Она недоверчиво на меня посмотрела. А я ей сказал: «Ты что, не веришь мне? Так слушай: у нас первым капиталистом был дядя, а вторым вслед за ним — тётя. Я не вру, послушай, что поётся в нашей народной эротической песне: „Дядя тётю в две дыры ёб в лесочке у горы, ёб за масла ложку и мучицы плошку. Масло пролилось на стул, дядя тёте славно вдул“». Я точно так и сказал, я знаю эту песню наизусть и использовал её уже много раз, она взята из сборника «Македонские эротические песни» Кирилла Пенушлиского. Аня захихикала, значит, поняла, о чём песня.

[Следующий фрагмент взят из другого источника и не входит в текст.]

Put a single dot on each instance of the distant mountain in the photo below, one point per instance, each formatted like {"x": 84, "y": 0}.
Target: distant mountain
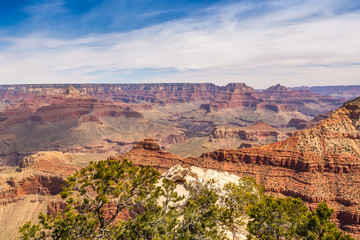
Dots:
{"x": 318, "y": 164}
{"x": 99, "y": 118}
{"x": 347, "y": 92}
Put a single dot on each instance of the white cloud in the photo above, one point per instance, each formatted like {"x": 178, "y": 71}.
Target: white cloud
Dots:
{"x": 305, "y": 43}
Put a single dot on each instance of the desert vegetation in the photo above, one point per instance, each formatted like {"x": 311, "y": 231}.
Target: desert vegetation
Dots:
{"x": 118, "y": 200}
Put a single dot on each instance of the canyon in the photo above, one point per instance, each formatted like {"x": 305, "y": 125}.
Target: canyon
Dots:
{"x": 184, "y": 118}
{"x": 317, "y": 164}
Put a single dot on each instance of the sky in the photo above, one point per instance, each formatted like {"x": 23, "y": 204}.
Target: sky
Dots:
{"x": 257, "y": 42}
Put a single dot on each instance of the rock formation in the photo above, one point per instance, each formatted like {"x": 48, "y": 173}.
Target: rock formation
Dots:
{"x": 318, "y": 164}
{"x": 34, "y": 189}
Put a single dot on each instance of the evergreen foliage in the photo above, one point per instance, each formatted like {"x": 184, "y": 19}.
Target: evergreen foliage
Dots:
{"x": 289, "y": 218}
{"x": 97, "y": 195}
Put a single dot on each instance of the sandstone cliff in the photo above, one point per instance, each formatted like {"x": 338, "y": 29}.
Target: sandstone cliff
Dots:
{"x": 318, "y": 164}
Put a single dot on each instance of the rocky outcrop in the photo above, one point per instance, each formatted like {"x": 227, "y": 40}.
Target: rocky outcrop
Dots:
{"x": 193, "y": 177}
{"x": 318, "y": 164}
{"x": 259, "y": 133}
{"x": 347, "y": 92}
{"x": 35, "y": 189}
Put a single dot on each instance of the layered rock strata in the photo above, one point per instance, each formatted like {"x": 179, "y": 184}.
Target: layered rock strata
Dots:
{"x": 318, "y": 164}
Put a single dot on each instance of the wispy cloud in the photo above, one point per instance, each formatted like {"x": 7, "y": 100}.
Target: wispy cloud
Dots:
{"x": 302, "y": 43}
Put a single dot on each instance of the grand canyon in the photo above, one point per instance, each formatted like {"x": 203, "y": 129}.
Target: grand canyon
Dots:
{"x": 294, "y": 142}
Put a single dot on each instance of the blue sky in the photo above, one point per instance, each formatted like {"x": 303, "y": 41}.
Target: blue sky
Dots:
{"x": 260, "y": 43}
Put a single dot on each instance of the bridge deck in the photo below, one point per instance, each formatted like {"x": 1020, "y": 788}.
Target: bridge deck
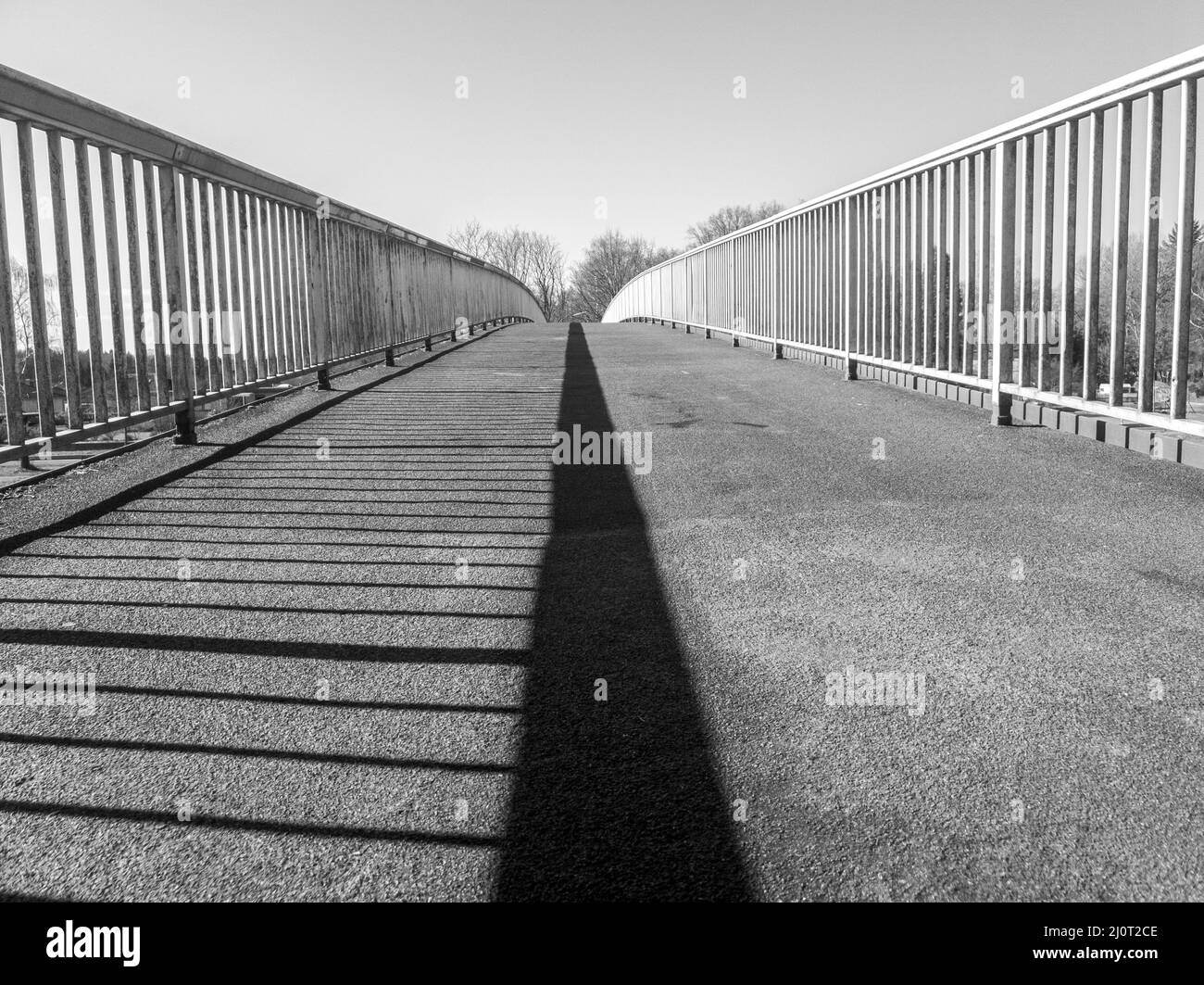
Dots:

— Вот видишь, твой капитал — самый заразный вирус, а вирус выбирает не по деньгам, здесь он передался от богатого к бедному. Он перешёл от дяди к тёте. Тётя взяла у дяди ложку масла и немного муки, а поскольку она читала Маркса, то быстро поняла, что у неё между ног находится средство производства прибавочной стоимости в так называемых производственных отношениях. На следующий день тётя взяла у дяди две плошки муки, на третий три, и таким образом стала богатой шлюхой-капиталисткой, а потом стала платить работницам, которые спали с дядей вместо неё. И все были богаты и счастливы. Панимаиш? Так ей и сказал, я это точно знаю, потому как сто раз выступал с этой эффектной репризой в барах, как семиотический попугай. (Пьяные повторяют одно и то же не потому, что они пьяны, а потому, что они хотят оставаться трезвыми, поэтому они ведут проверенные речи, а пара из них становятся просто неизбежными при каждом разговоре). И на этот раз я добился эффекта, потому что Аннушка прыснула выпивкой изо рта, так она захохотала!
В момент моей блестящей победы немец, который уже представил Аню в постели со мной, и при этом бесплатно, снова положил руку ей на бедро, поверх ажурных чулок. Он вытащил пачку денег и кинул перед ней на стойку. Она это проигнорировала и снова повернулась ко мне.
Потом, я помню, наступило потемнение: такое же потемнение, как когда мне было шесть лет, когда радикальный дисконтинуитет помрачил сознание в тот самый момент, когда я смотрел на голые ноги молодой медсестры, вводящей аллергены мне под кожу. На этот раз я упал к голым ногам Аннушки и, прежде чем совсем потерял сознание, услышал яростный голос немца: «Совсем спятил! Готов сдохнуть за обычную шлюху!»
И тут в темноте появился шрифт: Courier New. И по сей день я не знаю, то ли я читал то, что было написано, то ли смотрел, как в кино.